According to a new study in the Journal of Personality and Social Psychology, men in relationships are underestimating how much sex their partners want. 

The researchers behind the study asked couples in Canada who were either married or living together to take a survey every night and record their own levels of sexual desire as well as what they thought their partner's was. It turned out that the women were consistently reporting higher levels of desire than men were perceiving. 

This might not be a bad thing, though. The study also asked people about their relationship satisfaction and found that men who underestimated their partners' sexual interest had more satisfied partners.
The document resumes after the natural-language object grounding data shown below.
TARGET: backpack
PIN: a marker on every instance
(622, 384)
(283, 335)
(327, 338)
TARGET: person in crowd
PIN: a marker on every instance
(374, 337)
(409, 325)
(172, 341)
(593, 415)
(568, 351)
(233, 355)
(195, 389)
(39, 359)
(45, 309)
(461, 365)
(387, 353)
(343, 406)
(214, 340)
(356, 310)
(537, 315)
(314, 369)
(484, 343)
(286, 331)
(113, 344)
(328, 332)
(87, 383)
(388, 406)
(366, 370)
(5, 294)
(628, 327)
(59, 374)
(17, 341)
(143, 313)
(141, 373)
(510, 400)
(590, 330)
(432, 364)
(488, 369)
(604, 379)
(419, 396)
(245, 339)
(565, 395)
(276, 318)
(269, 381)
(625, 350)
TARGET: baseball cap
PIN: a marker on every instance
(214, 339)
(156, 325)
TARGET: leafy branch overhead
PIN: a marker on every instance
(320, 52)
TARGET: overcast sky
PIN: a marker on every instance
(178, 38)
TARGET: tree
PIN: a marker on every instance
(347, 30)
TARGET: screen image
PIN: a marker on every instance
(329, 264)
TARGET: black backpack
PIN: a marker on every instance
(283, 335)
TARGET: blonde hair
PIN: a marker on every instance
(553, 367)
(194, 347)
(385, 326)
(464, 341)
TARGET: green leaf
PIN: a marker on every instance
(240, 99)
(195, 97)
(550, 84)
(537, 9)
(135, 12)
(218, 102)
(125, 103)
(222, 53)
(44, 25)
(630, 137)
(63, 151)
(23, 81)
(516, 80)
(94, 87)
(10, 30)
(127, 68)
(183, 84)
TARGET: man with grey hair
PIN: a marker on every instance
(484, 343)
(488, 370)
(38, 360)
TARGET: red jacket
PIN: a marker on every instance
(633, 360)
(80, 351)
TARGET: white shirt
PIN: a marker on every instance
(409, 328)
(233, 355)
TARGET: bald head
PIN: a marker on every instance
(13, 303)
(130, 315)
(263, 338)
The paper suggests that this could be because men who don't know how much their partners already want them might work harder to garner their interest. 

But lead author Amy Muise told Complex it's more complicated than that. "When people accurately perceive that their partner has high desire, these accurate perceptions are associated with greater relationship quality for both partners," she said. "It might be good to express to your partner when you have high desire."

The study also found that both men and women tend to project their own desire onto their partners, so your own judgment of your significant other's horniness may not be accurate. "Just because you have high desire, it doesn't mean your partner does too," Muise said. 

So, the overall verdict seems to be that you should try to perceive your partner's interest accurately. If they're hot for you, you'll be happy, and if they're not, you'll know to try harder, which will make them happy. As usual, the important thing is to communicate.